Senada, Ketua Komite III Dewan Perwakilan Daerah (DPD) RI Sylviana Murni, yang juga pernah lama menjabat di DKI Jakarta, optimistis Jakarta bisa menjadi kota yang berdaya saing global. Menurut dia, selama ini Jakarta telah mandiri secara keuangan.
Kota Jakarta melangkah ke depan menjadi kota pintar atau ’Smart City’. Jakarta juga akan menjadi ’Service City’ dengan pelayanan kepada masyarakat yang semakin cepat.
Jakarta juga memiliki segudang potensi dengan banyaknya jumlah penduduk yang multikultur. Jakarta, menurutnya, bisa menjadi kota pendidikan atau kota budaya dengan mengembangkan kearifan lokalnya sebagai tanah Betawi.
”Jakarta ini hampir mandiri dengan banyak inovasi di bidang pajak dan lain sebagainya. Jakarta juga punya segudang kreativitas. Jangan ragu, Jakarta akan menjadi kota global dengan segudang kreativitas,” ujarnya dalam acara sama.
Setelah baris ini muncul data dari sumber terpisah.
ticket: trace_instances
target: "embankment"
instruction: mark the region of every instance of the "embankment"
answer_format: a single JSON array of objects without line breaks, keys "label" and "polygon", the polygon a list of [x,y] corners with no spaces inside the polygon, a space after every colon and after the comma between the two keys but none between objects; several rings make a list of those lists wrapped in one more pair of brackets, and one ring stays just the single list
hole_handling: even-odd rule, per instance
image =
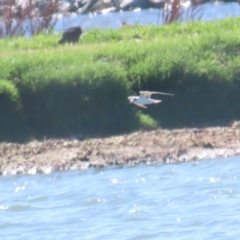
[{"label": "embankment", "polygon": [[[240,118],[240,21],[127,26],[0,40],[0,138],[122,134]],[[128,95],[174,93],[139,110]]]}]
Jakarta juga dipastikan akan melanjutkan peta jalan pembangunan jangka panjang yang berorientasi pada keandalan dan integritas. Hal ini sebagaimana terlihat dalam rencana dan hasil pembangunan infrastruktur selama ini.
Senator Dewan Perwakilan Daerah (DPD) RI dari DKI Jakarta, Sylviana Murni
Jakarta terus menambah infrastruktur jalan untuk mengurangi kemacetan dan meningkatkan penggunaan energi ramah lingkungan untuk menekan anggaran dan perbaikan lingkungan.
”Kota Jakarta melangkah ke depan menjadi kota pintar atau ’Smart City’. Jakarta juga akan menjadi ’Service City’ dengan pelayanan kepada masyarakat yang semakin cepat,” kata Kepala Dinas Bina Marga DKI Jakarta Hari Nugroho.
Namun, jika Jakarta tidak lagi menjadi IKN, Sylviana mengingatkan agar sejumlah permasalahan di Jakarta dibenahi. Jakarta juga harus menyelamatkan aset-aset yang dimiliki, termasuk proyek yang tengah dikerjakan.
”Aset pemerintah yang ditinggalkan jangan sampai pindah ke tangan perseorangan atau swasta. Partisipasi masyarakat dalam pembangunan juga perlu lebih baik, apalagi Jakarta enggak sendiri karena ada daerah-daerah penyangga,” pesannya.